You know how you’re taught to write sentences that are not too long, so the reader doesn’t get lost in them? Well, that’s not always the way we talk! Some people just string one sentence into another, creating free associations without putting a period in between, barely taking time to breathe. This is what I am exploring in my novel, The Music of Us. Natasha is a vibrant teenager who has more to say than time to say it:
I asked Natasha if she got my photograph, the one I had sent earlier that month. It showed me among others in a group of Marines, all of us dressed in uniforms, looking exactly alike.
She said yes, and was I the Marine second from the left, squatting, and in return I should expect a photograph of hers, which I’d better treat with extreme care, not the way I had treated her first envelope, which meant placing it in a dry, safe place, preferably close to my heart, because this is the earliest picture she had with her papa, so it was dear to her, and she’s giving it to me as a special gift, and on an entirely different note, what would I say if she told me that this summer she plans to take some time off from performances, which would give us an opportunity to meet, and even if her Mama would object to this idea, because she protects her only daughter from dates with men, and with soldiers in particular, because in her opinion they’re good-for-nothing low-lives who sleep who-knows-where with God-knows-who, she, Natasha, would love to see me if—and that’s a big if—I could arrange a visit.
Here is another example, with old Uncle Shmeel who is an old bachelor so eager for a conversation that he can’t stop talking:
I raised my hand for a farewell handshake, as I had to catch the last train out of town, but according to Uncle Shmeel, the conversation had only begun, so why rush it?
And without losing a beat he started telling me, between one momentous blow and another, that thirty years after it was written, this rhythm was used for the letter V in Morse code, and therefore it would surely come to represent the notion of victory, thanks in part to the BBC, because since the beginning of this war it had started to preface its broadcasts with those four notes, played on drums, but if you would ask him—which for some reason, no one cared to do—he could give it more punch, not only because the clarinet had the largest ranges of pitch of all musical instruments but also because no other Kleismer could hope to come close to the way he played it, which might sound like bragging but really, it wasn’t.
You can hear it for yourself, can’t you?

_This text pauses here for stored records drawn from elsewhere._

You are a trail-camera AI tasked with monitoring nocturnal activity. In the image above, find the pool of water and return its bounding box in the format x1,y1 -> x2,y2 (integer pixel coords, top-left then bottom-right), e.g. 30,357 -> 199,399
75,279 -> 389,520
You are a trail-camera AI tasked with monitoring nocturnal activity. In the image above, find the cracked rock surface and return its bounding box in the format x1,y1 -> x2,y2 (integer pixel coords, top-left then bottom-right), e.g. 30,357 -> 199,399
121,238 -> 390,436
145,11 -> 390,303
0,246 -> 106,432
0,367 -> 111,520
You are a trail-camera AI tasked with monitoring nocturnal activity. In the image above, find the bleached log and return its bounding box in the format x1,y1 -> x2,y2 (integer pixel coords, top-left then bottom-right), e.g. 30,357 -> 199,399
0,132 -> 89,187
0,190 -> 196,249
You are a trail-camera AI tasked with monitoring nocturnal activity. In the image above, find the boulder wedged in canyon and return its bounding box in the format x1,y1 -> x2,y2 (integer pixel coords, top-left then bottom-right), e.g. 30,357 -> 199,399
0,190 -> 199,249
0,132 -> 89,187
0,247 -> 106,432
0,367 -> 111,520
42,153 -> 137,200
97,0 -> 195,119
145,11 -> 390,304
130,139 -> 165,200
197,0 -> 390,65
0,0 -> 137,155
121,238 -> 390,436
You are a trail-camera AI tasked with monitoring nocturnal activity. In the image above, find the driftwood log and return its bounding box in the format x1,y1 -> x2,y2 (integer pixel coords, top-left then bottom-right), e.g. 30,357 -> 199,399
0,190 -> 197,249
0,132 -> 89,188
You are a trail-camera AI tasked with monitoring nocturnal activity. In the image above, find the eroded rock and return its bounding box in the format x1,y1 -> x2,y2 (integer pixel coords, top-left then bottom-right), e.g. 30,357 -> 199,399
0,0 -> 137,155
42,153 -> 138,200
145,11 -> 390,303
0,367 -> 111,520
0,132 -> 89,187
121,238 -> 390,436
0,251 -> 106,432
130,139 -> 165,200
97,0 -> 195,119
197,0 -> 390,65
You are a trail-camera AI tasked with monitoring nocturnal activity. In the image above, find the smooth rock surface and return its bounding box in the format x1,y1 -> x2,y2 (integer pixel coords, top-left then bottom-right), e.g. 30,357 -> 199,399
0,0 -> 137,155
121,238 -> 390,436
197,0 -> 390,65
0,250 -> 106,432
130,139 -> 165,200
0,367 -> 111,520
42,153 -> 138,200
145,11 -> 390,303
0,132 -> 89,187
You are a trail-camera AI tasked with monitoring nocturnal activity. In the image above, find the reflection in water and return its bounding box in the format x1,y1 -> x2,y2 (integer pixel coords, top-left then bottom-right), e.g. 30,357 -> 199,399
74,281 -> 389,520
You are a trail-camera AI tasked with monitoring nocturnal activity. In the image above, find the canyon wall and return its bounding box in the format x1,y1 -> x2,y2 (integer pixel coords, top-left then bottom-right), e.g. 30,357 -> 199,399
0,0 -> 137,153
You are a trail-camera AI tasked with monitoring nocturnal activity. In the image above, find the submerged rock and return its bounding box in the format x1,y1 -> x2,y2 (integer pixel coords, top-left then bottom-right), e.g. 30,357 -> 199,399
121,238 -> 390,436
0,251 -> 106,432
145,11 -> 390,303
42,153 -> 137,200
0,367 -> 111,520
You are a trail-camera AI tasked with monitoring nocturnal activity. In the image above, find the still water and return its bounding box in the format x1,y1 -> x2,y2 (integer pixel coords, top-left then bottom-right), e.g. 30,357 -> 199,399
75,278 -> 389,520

Dit-dit-dit-dah!
At this point Uncle Shmeel smoothed his hair over his bald spot and took a long, deep breath, which allowed him to go on explaining that at any rate, this new interpretation of the symphony would have surprised the composer himself, as did the other, more common interpretation, which was based on the rumor that he, Beethoven, had pointed to the beginning of the first movement and said, “Thus fate knocks at the door.”

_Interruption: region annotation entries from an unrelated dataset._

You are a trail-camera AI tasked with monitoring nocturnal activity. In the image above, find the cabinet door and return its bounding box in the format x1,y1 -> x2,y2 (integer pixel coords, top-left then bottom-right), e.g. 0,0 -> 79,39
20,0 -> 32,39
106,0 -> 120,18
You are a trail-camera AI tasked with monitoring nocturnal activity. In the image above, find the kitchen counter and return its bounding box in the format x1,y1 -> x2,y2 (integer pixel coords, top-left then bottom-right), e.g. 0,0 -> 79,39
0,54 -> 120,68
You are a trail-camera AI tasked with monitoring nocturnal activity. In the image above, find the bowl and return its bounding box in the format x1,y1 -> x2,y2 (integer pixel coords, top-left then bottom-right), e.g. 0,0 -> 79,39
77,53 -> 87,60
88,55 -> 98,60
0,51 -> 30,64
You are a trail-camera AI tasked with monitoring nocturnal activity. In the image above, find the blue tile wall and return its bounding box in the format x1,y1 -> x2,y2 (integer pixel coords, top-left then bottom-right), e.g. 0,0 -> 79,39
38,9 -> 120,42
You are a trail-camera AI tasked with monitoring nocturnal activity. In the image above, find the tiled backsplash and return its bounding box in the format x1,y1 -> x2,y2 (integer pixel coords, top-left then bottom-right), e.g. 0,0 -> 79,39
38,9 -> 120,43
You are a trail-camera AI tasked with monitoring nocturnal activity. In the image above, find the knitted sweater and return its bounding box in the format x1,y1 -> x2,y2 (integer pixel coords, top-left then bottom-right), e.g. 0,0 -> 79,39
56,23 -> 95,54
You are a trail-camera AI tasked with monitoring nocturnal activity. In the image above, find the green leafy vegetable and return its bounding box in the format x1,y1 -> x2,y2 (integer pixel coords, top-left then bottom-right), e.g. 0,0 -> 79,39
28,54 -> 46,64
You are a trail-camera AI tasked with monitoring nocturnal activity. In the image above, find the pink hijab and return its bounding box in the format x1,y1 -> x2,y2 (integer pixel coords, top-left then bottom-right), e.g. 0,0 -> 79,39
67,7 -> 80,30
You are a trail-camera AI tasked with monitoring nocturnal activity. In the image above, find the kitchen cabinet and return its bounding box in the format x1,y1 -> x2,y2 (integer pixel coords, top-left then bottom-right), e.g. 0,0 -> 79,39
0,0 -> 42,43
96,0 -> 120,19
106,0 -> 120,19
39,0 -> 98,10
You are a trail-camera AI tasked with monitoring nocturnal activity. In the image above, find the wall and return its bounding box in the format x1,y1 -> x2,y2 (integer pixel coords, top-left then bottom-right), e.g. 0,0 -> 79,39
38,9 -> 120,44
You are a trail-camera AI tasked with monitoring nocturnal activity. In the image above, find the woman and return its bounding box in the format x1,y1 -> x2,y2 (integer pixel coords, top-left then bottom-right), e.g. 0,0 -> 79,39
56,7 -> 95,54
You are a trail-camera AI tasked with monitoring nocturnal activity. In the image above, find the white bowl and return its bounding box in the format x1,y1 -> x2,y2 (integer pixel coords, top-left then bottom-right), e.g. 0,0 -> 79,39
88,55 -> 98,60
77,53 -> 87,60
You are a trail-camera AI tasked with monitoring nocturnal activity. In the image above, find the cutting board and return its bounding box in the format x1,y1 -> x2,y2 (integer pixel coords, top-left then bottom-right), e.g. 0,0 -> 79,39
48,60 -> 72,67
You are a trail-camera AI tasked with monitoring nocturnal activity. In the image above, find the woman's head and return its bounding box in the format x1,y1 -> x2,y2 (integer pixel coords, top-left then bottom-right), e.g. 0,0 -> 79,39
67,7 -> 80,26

Fascinating as that might have sounded it was completely wrong, nothing more than a fancy myth, but no one but Beethoven could have refuted it, which he had neglected to do, perhaps on account of being deaf, or mad, or both. And the truth was entirely different, you see, and much plainer. It was not the idea of fate that had inspired him, nor was it Morse code, rather it was the song of a yellow-hammer bird, which he had heard—penetrating, somehow, the heavy silence in his ears—while walking in Prater park in Vienna, which had been free to the public thanks to a declaration, a regal decree dating back to 1766 by Emperor Joseph II. And to make a short story long, the conclusion—dit-dit-dit-dah!—the conclusion is this: when two ideas compete for popular attention, fate would always get the upper hand, especially when its rival is merely a songbird.